The U of A team spent 20 years investigating these functions in 3’UTRs, and concluded that they are important—indeed, essential for understanding. Their praise for these lowly pieces of ‘junk’ elevated them to Cinderella status:
3’UTRs are an integral part of a sophisticated and highly adaptable system of checks and balances on protein production….
Despite their importance, scientists previously knew little about them. The new study addresses this gap by mapping out 3’UTRs for nearly all genes in C. elegans, providing the most complete map of its kind for any animal.
The nematode Caenorhabditis elegans is a well-studied lab organism, convenient for its tiny size, short life cycle and fully-mapped genome (see Paul Nelson describe “How to Build a Worm” at Evolution News). C. elegans is also transparent and therefore easy to observe, and many of its biological processes have counterparts in human cells.
Challenging Earlier Beliefs
The U of A press release continues,
The study found that the process of switching between different 3’UTRs is less common in C. elegans than previously thought. This challenges earlier beliefs and highlights the complexity of gene regulation. Using the new data, scientists updated predictions for how microRNAs interact with genes.

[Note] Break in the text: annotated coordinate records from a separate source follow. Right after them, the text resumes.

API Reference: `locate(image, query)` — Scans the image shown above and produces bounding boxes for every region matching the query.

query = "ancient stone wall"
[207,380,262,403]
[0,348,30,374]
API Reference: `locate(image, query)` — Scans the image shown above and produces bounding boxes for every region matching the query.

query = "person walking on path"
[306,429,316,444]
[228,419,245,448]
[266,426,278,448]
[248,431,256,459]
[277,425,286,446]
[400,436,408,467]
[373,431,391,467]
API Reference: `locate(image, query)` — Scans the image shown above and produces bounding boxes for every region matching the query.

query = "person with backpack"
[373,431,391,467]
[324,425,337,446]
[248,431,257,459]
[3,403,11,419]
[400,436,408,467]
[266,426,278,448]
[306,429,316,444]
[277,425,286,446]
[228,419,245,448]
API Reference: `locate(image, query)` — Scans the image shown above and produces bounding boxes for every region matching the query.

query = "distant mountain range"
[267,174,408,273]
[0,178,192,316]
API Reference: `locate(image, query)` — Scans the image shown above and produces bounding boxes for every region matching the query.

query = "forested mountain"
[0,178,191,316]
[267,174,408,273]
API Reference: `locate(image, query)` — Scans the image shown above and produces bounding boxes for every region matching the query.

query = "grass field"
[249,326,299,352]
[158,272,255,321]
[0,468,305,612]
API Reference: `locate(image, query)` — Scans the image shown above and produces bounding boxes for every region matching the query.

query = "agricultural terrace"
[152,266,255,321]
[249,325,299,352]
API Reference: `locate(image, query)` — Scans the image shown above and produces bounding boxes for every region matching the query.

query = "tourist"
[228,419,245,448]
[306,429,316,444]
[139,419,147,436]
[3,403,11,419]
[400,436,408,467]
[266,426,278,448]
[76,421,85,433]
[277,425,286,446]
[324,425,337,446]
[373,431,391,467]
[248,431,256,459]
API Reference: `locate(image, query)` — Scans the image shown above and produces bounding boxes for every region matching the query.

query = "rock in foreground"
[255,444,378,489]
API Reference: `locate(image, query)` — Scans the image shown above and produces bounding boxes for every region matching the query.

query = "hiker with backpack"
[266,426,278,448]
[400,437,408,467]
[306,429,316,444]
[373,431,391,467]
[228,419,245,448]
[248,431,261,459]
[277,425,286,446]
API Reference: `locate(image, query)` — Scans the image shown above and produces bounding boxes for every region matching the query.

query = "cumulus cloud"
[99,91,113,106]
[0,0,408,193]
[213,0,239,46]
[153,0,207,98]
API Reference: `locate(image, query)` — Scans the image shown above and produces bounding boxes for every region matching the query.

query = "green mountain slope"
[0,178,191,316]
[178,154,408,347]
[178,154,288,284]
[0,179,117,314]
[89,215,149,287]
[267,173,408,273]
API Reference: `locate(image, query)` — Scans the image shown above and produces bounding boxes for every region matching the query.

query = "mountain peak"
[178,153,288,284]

The new detailed map of the 3’UTRs from this project can help medical researchers understand cancer, diabetes and neurological disorders, the researchers say.
The new dataset produced in the study will be a key resource for scientists studying genetics and human health. The ASU team plans to continue their research to further explore how these regulatory elements work and their critical influence on gene control.
Lead researcher Marco Mangone works in the Biodesign Virginia G. Piper Center for Personalized Diagnostics at ASU. He apparently had no need for Darwinism because the team’s paper in Nucleic Acids Research (25 June 2024) says nothing about evolution.
Sophisticated. Highly adaptable. Enormous flexibility. Checks and balances. Complexity of gene regulation. Delicately fine-tuned. Promoting stability and efficiency. Important. Essential. How wrong the ‘genomic junk’ believers were!
Evolutionary assumptions had caused earlier biochemists to ignore a door behind which treasures lurked. By removing their ‘genomic junk’ blinders, these researchers at University of Arizona found a wealth of new discoveries inside, with room after room to explore, offering many more years of productive scientific discoveries—findings that might help treat or cure life-threatening diseases.
We do not know Dr Mangone’s feelings about intelligent design (ID). I mentioned his earlier work on RNAs in lizards that can regenerate their tails (Evolution News, 8 July 2016), but whatever his thoughts on evolution, his approach here was consistent with Nelson’s proverb, “If something works, it’s not happening by accident.”
To sum up, belief in creation is not a science stopper; Darwinism is. ID is the Future of biology.